Role of Klf4 in Cox-2 expression. (A) Semi-quantitative RT-PCR of Cox-2 mRNA indicates a significant decrease in Si+LPS cells compared to LPS-treated cells (B) Immunoblot for Cox-2 in total protein isolates from BV-2 cells. The protein levels of Cox-2 were also found to be significantly reduced within 12 h of LPS treatment in Si+LPS cells compared to LPS-treated cells. The graphs represent relative Cox-2 mRNA and protein levels with respect to the control samples. (C) Luciferase assay for Cox-2 promoter activity using a pCOX301/pGL2 construct.

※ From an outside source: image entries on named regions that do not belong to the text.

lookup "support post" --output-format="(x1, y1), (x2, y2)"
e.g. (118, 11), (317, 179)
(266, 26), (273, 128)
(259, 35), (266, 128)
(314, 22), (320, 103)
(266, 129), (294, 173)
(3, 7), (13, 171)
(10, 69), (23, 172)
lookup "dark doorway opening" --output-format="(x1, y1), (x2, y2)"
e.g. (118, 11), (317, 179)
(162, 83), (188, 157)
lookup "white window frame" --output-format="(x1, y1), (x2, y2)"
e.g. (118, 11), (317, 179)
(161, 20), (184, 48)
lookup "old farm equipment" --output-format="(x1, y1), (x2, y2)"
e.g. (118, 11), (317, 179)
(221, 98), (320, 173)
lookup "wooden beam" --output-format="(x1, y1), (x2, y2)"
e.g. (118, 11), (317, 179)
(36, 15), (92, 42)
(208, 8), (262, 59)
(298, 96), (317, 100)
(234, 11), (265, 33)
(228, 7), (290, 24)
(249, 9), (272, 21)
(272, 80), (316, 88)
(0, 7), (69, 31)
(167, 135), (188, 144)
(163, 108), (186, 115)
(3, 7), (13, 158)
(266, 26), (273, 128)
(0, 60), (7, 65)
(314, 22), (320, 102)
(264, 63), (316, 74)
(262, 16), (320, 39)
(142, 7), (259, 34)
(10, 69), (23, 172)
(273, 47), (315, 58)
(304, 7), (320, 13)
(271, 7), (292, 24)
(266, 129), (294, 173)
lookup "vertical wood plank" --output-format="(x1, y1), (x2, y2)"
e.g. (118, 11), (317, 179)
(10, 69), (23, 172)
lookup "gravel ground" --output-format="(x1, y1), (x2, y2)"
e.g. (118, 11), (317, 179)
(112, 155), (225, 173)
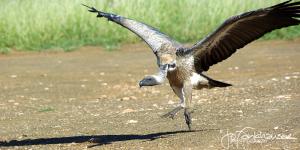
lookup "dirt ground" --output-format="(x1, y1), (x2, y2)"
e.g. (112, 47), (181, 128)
(0, 40), (300, 150)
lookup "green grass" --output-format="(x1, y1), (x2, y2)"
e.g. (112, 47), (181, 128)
(0, 0), (300, 53)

This construct has the luciferase gene directly regulated by Cox-2 promoter. There is a significant reduction in luciferase activity in the Si+LPS condition compared to the LPS-alone condition, indicating that Klf4 may be involved in regulating Cox-2 promoter activity. *, **, Statistical differences in comparison to control values and #, Statistical differences in comparison to LPS-treated values. (* p < 0.05, ** p < 0.01, # p < 0.01).

Figure 7

Klf4 interacts with pNF-κB during inflammation. (A) Immunoblot analysis of pNF-κB levels from total cellular extracts upon LPS treatment of BV-2 cells. The graph represents pNF-κB levels relative to untreated control sample at different time points. There is a significant increase in pNF-κB expression at all time points of LPS treatment compared to control. (B) Immunoblot and immunoprecipitation analysis of the interaction between pNF-κB and Klf4 in nuclear extracts of differently treated cells. Samples were 'pulled' down with a pNF-κB antibody. Lane A shows the blot for Klf4 in the upper panel and for pNF-κB in the lower panel in immunoprecipitate using anti-pNF-κB antibody, and lane B shows the same for immunoprecipitate using rabbit IgG as a control. *, **, Statistical differences in comparison to control values (* p < 0.05, ** p < 0.01).